Ce serait donc la singularité de la nature humaine que de tuer et se tuer au nom d'abstractions, que de mourir et faire mourir pour des idées. Plus articulée et affinée serait l'idéalité au service d'une domination comme de sa contestation, et plus voluptueuse et raffinée serait la cruauté des orthodoxes afin de légitimer la sanction des hérétiques punis de leurs écarts de conduite. Des tortures de l'Inquisition à la belle gueule de l'Ange de la Mort, les cadavres n'auront jamais été moins exquis qu'accumulés par le genre humain depuis les temps mythiques et reculés jusqu'à l'époque contemporaine des fondamentalismes rivaux et mimétiques de la religion fanatisée et de la marchandise fétichisée. Le chemin est encore long vers Saint-Jacques-de-Compostelle. Il n'est pas sûr que nous y arriverons un jour.

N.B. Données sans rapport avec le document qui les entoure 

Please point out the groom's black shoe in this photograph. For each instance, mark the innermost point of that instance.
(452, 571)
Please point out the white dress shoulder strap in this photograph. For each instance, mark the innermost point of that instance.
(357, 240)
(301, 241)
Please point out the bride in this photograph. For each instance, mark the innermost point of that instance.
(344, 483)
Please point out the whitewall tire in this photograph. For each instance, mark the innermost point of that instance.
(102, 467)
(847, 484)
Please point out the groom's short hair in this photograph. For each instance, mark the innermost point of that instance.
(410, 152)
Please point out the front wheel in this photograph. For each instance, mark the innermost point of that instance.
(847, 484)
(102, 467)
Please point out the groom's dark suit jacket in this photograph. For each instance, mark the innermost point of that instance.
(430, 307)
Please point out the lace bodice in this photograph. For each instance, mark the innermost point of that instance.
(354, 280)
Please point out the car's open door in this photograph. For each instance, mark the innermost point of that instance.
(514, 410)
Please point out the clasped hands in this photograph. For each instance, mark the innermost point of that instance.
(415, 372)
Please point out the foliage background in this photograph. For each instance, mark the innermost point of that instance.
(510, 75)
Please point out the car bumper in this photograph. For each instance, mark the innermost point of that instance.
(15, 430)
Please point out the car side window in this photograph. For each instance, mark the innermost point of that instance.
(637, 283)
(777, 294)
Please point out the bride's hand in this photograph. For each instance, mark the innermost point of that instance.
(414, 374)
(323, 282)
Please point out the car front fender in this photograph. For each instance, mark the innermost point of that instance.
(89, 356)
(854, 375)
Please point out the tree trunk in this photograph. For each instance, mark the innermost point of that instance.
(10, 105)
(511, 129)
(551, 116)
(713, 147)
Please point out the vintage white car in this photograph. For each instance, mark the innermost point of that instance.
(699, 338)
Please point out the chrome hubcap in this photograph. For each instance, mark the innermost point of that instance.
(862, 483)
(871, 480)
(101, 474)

Telle est ainsi faite la voie lactée, cette ligne de faille parallactique qui, sans fin, continue de se dérouler sous nos pieds en nous obligeant à l'emprunter en boitant, la marche ne s'effectuant en effet qu'à l'appui de quelques béquilles (les films de Luis Buñuel en sont, et d'incontournables). Et ceux qui pensent l'inverse ne mérite pas la mort, seulement la qualification logique d'imbéciles – étymologiquement imbécile dit le « sans béquilles ».